Using Java's built-in Year class

java

import java.time.Year;

public class LeapYearCheck {
    public static void main(String[] args) {
        int year = 2020;
        if (Year.isLeap(year)) {
            System.out.println(year + " is a leap year");
        } else {
            System.out.println(year + " is not a leap year");
        }
    }
}

This method uses Java 8+ built-in API for simplicity and readability but requires Java 8 or higher.

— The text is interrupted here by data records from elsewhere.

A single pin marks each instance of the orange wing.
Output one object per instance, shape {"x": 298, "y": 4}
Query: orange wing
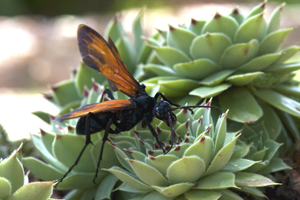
{"x": 104, "y": 57}
{"x": 106, "y": 106}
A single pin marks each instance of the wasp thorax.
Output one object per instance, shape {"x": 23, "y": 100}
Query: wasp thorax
{"x": 162, "y": 110}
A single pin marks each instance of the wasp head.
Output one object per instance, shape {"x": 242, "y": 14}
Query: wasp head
{"x": 162, "y": 110}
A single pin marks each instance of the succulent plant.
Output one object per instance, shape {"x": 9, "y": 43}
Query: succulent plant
{"x": 14, "y": 183}
{"x": 205, "y": 154}
{"x": 236, "y": 59}
{"x": 60, "y": 147}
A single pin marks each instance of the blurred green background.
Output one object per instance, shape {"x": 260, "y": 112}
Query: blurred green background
{"x": 38, "y": 46}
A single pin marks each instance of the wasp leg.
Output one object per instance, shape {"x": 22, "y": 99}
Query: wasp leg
{"x": 154, "y": 134}
{"x": 172, "y": 133}
{"x": 87, "y": 142}
{"x": 109, "y": 94}
{"x": 104, "y": 139}
{"x": 168, "y": 100}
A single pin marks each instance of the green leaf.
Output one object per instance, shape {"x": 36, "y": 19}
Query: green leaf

Using nested if-else statements

java

import java.util.Scanner;

public class LeapYearCheck {
    public static void main(String[] args) {
        Scanner scanner = new Scanner(System.in);
        System.out.print("Enter a year: ");
        int year = scanner.nextInt();

        if (year % 400 == 0) {
            System.out.println(year + " is a leap year");
        } else if (year % 100 == 0) {
            System.out.println(year + " is not a leap year");
        } else if (year % 4 == 0) {
            System.out.println(year + " is a leap year");
        } else {
            System.out.println(year + " is not a leap year");
        }
        scanner.close();
    }
}

This approach is more verbose but clearly separates each condition.

⚡

Complexity: O(1) time, O(1) space

Time Complexity

The program performs a fixed number of arithmetic and logical operations regardless of input size, so it runs in constant time O(1).

Space Complexity

The program uses a fixed amount of memory for variables and does not allocate extra space based on input, so space complexity is O(1).

Which Approach is Fastest?

All approaches run in constant time, but using Java's built-in Year.isLeap() method is more readable and less error-prone.

Approach	Time	Space	Best For
Manual condition check	O(1)	O(1)	Simple and clear logic
Java Year.isLeap() method	O(1)	O(1)	Readability and built-in reliability
Nested if-else	O(1)	O(1)	Explicit condition handling

💡

Remember to check the divisibility by 400 first because it overrides the 100 rule.

⚠️

Beginners often forget that years divisible by 100 are not leap years unless divisible by 400.